Pondering the trajectory of generative AI offers a multitude of possible directions. This article delves into where the field seems to be heading and how we should prepare for these advancements.
Firstly, large generative models like OpenAI’s GPT-4 are expected to continue growing. GPT-4, while not acquiring new knowledge beyond September 2021, has increased its model parameters by an order of magnitude. This implies enhanced memory and generation capabilities. With more parameters, a model’s pattern recognition expands. Early GPT-2 models could only remember a couple of sentences, but GPT-3 began generating coherent paragraphs. GPT-4 is now capable of producing multiple pages of text. As evidenced in developer documentation, GPT-4 can handle 32,000 tokens or approximately 24,000 words. Consequently, publicly accessible generative language models have evolved from producing paragraphs to churning out novellas.

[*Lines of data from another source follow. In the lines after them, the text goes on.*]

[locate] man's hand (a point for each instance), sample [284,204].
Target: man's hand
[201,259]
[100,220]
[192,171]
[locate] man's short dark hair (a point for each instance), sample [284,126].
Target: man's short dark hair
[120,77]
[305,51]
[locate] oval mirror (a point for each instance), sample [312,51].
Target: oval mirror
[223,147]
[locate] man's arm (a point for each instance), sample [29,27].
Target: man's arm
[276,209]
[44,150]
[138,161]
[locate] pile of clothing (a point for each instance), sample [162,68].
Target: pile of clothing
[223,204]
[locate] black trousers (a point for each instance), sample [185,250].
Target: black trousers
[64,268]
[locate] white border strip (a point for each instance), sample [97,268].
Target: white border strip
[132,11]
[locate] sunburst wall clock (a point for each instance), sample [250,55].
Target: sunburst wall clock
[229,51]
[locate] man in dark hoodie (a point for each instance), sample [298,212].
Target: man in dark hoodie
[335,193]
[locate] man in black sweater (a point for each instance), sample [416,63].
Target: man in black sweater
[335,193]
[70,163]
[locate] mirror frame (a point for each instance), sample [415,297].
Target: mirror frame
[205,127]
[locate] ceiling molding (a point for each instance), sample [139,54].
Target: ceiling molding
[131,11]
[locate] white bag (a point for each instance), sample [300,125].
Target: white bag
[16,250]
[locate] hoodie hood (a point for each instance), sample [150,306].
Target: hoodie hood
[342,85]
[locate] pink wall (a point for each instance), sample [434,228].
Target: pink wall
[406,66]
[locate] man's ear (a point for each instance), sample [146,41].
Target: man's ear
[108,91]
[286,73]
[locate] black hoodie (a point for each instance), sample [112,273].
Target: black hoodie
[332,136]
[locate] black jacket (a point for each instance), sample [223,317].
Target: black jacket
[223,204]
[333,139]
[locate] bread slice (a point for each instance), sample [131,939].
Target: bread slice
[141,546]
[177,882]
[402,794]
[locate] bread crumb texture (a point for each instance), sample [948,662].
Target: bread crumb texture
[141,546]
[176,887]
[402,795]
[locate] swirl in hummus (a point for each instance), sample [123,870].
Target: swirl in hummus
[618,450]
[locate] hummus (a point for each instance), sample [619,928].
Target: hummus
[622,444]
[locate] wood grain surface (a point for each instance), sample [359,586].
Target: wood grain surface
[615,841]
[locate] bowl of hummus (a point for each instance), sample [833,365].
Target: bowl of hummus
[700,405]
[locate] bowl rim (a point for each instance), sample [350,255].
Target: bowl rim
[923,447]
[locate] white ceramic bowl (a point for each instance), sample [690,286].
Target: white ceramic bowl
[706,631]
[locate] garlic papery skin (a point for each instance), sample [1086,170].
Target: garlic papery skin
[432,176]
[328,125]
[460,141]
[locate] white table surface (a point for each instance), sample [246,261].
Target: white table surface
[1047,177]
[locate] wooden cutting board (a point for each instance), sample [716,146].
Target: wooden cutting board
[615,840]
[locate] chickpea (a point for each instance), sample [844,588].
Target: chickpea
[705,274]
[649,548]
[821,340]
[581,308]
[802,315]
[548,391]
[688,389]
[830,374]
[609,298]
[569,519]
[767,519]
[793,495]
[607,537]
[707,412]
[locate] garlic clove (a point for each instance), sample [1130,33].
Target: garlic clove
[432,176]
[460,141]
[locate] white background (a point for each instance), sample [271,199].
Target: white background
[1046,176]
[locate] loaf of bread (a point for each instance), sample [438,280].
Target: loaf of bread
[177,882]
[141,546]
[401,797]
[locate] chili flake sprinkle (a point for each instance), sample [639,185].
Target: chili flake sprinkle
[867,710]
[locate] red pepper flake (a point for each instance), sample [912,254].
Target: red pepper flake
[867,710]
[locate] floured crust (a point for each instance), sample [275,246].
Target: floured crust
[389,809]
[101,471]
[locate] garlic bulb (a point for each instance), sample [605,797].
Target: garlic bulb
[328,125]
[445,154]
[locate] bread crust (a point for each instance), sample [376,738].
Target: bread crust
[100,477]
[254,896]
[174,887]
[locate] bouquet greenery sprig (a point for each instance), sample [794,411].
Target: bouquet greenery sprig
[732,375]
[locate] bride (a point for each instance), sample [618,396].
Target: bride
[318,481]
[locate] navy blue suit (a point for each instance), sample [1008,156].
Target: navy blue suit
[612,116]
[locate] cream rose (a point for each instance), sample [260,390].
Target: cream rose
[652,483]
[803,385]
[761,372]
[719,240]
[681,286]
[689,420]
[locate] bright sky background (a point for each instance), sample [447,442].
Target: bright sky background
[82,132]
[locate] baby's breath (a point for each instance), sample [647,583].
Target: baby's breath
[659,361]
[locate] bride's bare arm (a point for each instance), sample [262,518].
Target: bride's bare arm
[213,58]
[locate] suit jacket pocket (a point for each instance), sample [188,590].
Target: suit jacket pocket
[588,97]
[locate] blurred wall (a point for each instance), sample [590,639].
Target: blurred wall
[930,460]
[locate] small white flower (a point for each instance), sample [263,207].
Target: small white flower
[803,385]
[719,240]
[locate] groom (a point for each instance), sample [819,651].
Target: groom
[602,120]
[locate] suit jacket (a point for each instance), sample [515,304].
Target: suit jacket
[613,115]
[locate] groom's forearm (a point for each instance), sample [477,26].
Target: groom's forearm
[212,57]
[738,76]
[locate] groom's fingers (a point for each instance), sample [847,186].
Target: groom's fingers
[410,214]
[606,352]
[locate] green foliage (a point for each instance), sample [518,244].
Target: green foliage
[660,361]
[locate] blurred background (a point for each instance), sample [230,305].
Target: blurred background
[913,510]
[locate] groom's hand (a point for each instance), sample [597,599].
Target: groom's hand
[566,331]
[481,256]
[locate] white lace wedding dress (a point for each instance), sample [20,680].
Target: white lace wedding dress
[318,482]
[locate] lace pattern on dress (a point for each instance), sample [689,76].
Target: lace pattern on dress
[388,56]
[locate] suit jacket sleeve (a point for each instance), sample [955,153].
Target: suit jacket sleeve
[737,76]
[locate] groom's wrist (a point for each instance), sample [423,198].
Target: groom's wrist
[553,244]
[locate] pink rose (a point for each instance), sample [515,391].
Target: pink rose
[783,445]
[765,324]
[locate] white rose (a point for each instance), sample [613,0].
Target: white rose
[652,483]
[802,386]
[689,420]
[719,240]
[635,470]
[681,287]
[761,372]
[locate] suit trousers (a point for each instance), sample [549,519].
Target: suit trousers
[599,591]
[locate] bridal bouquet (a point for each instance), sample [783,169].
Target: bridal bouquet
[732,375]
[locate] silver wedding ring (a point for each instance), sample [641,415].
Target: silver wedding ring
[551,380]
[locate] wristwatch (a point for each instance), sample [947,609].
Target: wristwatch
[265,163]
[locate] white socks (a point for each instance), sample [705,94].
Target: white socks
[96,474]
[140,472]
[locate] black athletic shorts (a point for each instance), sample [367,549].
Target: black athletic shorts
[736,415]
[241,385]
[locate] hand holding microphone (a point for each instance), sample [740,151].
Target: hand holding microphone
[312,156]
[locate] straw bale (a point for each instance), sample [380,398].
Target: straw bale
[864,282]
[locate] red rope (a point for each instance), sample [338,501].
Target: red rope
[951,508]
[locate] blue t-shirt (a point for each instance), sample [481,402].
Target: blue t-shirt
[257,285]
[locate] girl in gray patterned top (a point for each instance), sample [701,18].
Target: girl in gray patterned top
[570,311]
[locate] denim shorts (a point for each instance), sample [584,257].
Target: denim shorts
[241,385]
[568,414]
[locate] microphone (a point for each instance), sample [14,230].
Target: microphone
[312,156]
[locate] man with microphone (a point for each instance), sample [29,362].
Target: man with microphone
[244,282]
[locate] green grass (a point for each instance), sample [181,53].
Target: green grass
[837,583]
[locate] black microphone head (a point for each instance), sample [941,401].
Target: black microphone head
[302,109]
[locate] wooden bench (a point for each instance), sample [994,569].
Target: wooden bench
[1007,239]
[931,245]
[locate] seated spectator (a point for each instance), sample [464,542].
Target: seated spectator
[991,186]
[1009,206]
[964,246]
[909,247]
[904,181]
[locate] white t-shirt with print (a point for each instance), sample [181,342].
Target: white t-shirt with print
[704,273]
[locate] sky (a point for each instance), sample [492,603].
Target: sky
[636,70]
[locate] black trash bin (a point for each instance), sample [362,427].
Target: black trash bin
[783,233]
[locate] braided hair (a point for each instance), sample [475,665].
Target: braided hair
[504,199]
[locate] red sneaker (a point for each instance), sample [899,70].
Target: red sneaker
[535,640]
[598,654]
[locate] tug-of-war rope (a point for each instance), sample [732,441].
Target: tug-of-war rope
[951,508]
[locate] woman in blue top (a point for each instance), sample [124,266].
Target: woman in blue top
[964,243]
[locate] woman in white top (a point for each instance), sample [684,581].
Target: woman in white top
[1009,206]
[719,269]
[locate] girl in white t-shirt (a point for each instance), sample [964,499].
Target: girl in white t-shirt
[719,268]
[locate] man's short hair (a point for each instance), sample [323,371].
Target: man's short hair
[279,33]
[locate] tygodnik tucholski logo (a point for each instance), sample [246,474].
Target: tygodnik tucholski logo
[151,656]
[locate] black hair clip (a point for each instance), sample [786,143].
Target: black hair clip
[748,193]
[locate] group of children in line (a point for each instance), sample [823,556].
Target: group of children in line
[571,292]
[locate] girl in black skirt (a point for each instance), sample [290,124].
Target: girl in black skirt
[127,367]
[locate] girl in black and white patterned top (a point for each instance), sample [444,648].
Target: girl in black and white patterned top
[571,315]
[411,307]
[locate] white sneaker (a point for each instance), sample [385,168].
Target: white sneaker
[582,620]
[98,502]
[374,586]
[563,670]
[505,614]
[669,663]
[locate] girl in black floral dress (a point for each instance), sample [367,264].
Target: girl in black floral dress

Future models like GPT-5 may manage 64,000 tokens or around 45,000 words, equal to an average business book’s length. However, as models expand, they demand more computational power for creation and usage. Despite this, the public and corporations will likely embrace these models for their convenience.
Imagine enjoying an unfinished story, be it due to an author’s abandonment or a show’s cancellation. With current and upcoming large language models, ordinary individuals could input an incomplete story and receive a logical conclusion. This extends to other large text projects, such as creating books or fine-tuning blog posts.
To capitalize on larger models, plan for their utilization. Contemplate the long-form content you want to tackle and design comprehensive, multi-page prompts to achieve desired results.
However, bigger generative models aren’t always superior. Computationally, multibillion or trillion-parameter models are slow, expensive to operate, and susceptible to oddities due to their vast linguistic scope. This leads to the development of smaller, purpose-built custom models designed for specific tasks. Companies often begin with a small model like Eleuther.ai’s GPT-J-6B and fine-tune it for a singular domain of expertise. While these models lose capabilities in unrelated areas, they excel in their focused function, often outperforming larger, general models.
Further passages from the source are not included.